一時TikTokチャレンジは、瞬く間にヒット曲を生み出す魔法の箱だった。リル・ナズ・Xの「Old Town Road」は、ビルボード「ホット100」19週連続第1位という史上最長記録を達成し、TikTok時代のシンボルとなった。アリゾナ・ザーヴァスの「ROXANNE」がTikTokなしでも「ホット100」にランクインできたと考える人はいない。Jawsh 685の「Laxed - Siren Beat」がジェイソン・デルーロと繋がり、「Savage Love」というナンバーワンのヒット曲に生まれ変わった原動力も、TikTokチャレンジだ。もはやTikTokチャレンジは、大物アーティストの新曲において、ないと寂しいしきたりのように見受けられる。
 

最近のヒット曲の共通点をもう一つ挙げるとしたら、スニペットだ。スニペットとは、辞書的な意味では情報や会話の断片を指す。アーティストが自分のSNSや放送を通じ、新曲の一部を少しだけ公開することを考えればわかりやすいだろう。オリヴィア・ロドリゴの「Drivers License」が一番の成功例だ。彼女はディズニー・チャンネルを通じて世間に知られたが、事実上新人であるにもかかわらず、「Drivers License」は公開と同時に爆発的な反応を得た。彼女は、Instagramで「Drivers License」の初期バージョンの一部を数か月にわたり様々な形で公開した。多くの人々は、その曲が彼女の実際の恋愛にちなんだものだと認識し、その分関心が集まった。オリヴィア・ロドリゴが最初からそのすべてを意図したものかは分からない。自分の感情を写真と数行の文ではなく、短いメロディと歌詞の形で表したのかもしれない。しかし、いつの間にか「Drivers License」のスニペットが大ヒットデビューに繋がる戦略の一部になったことは確かだ。
 

この戦略は、段々広く多様な形で受け入れられている。リル・ナズ・Xは、「Montero (Call Me By Your Name)」の一部を今年のスーパーボウルの広告に挿入した。テイラー・スウィフトは、『Fearless』再レコーディング・プロジェクトの一環だった「You All Over Me」の一部をABCチャンネル『グッド・モーニング・アメリカ』で公開した。ポロGは、「Rapstar」の制作過程をほぼ中継しているようなものだった。すでにスニペットと、それに対するファンからの反応が曲の歌詞とメロディを変え、どの曲をシングルとして発売するか決める事例も見られる。
 

誰かはこれを「プレビュー(preview)」と呼び、また誰かは「リーク(leak)」と呼ぶ。前者は、創作過程をファンとのコミュニケーションに繋げるオープンマインドを強調する。後者は、さりげない宣伝という意図に注目する。
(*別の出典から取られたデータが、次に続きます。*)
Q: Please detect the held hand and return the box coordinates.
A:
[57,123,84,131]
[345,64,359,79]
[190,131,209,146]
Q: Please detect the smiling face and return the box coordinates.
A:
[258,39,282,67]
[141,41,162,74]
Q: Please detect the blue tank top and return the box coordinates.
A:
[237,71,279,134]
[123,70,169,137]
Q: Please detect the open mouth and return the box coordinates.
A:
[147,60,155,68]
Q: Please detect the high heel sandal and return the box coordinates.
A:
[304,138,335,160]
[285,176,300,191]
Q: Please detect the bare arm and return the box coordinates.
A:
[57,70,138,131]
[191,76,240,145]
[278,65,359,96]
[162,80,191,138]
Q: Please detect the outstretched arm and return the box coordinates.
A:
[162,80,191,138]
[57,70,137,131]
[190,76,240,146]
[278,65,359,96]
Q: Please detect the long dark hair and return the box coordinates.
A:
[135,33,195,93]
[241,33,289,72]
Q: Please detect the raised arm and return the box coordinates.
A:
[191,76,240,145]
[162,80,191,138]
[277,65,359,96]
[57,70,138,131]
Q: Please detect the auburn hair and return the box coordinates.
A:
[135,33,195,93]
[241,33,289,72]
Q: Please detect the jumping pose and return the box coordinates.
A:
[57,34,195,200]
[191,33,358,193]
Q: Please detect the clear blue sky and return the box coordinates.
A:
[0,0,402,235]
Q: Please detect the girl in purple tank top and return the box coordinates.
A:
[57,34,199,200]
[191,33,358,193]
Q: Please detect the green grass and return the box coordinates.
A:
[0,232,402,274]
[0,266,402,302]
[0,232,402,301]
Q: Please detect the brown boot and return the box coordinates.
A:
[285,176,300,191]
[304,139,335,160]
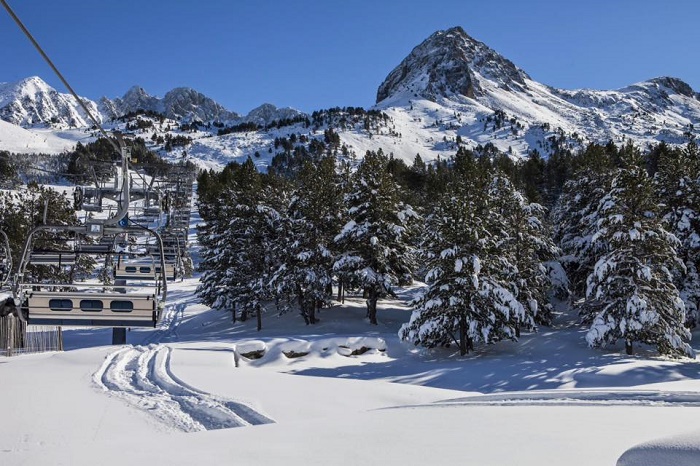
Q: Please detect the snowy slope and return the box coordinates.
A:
[0,76,101,128]
[0,120,86,154]
[0,27,700,168]
[0,190,700,466]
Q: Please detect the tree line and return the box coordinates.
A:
[198,138,700,356]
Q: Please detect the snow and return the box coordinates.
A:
[0,196,700,466]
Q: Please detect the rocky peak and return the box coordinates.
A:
[649,76,698,99]
[0,76,99,127]
[163,87,239,121]
[377,27,529,103]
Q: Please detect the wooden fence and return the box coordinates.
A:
[0,314,63,356]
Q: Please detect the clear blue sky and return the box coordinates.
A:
[0,0,700,113]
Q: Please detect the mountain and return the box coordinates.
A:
[377,27,530,103]
[376,27,700,155]
[0,27,700,168]
[243,104,304,126]
[0,76,100,127]
[101,86,240,121]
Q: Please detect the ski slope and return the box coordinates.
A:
[0,198,700,466]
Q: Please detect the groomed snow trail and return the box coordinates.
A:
[93,345,273,432]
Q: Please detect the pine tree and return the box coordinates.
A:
[552,145,617,297]
[582,148,693,356]
[197,158,281,329]
[271,156,342,324]
[490,174,565,331]
[399,152,528,355]
[654,142,700,327]
[334,151,417,324]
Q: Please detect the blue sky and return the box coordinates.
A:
[0,0,700,113]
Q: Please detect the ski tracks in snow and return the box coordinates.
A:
[93,345,273,432]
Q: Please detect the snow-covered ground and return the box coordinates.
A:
[0,208,700,466]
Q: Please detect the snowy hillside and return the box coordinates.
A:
[0,27,700,168]
[0,76,100,128]
[0,200,700,466]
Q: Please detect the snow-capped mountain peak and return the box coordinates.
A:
[377,27,529,103]
[0,76,99,127]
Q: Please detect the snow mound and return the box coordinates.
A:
[617,430,700,466]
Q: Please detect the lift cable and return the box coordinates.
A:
[0,0,121,152]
K-POPのファンなら、「ティーザー(teaser)」という、より公式化された形に慣れているだろう。どちらにせよ、その効果は同じだ。すぐに熱くなりすぐに冷めてしまうコンテンツ市場において、長期間関心を蓄積し、爆発力を発揮することができる。スニペットがTikTokチャレンジより重要な傾向になる理由も多くある。音楽の発売を待たなくていい上、特定のプラットフォームの流行りに従属されず、予め計画し、意図を盛り込むことができる。今はストリーミング時代であり、ほぼすべての新曲が毎週同じ日、同じ時間に雪崩を打って発売される。あなたの曲が毎週新曲を紹介するプレイリストで何番目にプレイされるかは、プライドを超えて生存の問題にもなる。ただ曲を出してからお祈りをするのか。それとも、予想可能な結果を作るのか。

トリビア

音楽プラットフォームとしてのSNS

Clubhouseが登場した当初、ミュージシャンの主な悩みのうちの一つは、レコーディング記録の残らない音声会話中心のSNSをライブ公演、または新曲プレビューの場にできる可能性についてだった。Instagramの動画機能や、YouTubeでテスト中である、投稿した動画の一部を予告編のように公開する機能などは、すべてスニペットの公開に適している。どれもそれを作ったときから意図したわけではないが、そう使われる。音楽はSNSの背景であり、たまにバイラルという形で恩恵を受けるとは言い難いものになっている。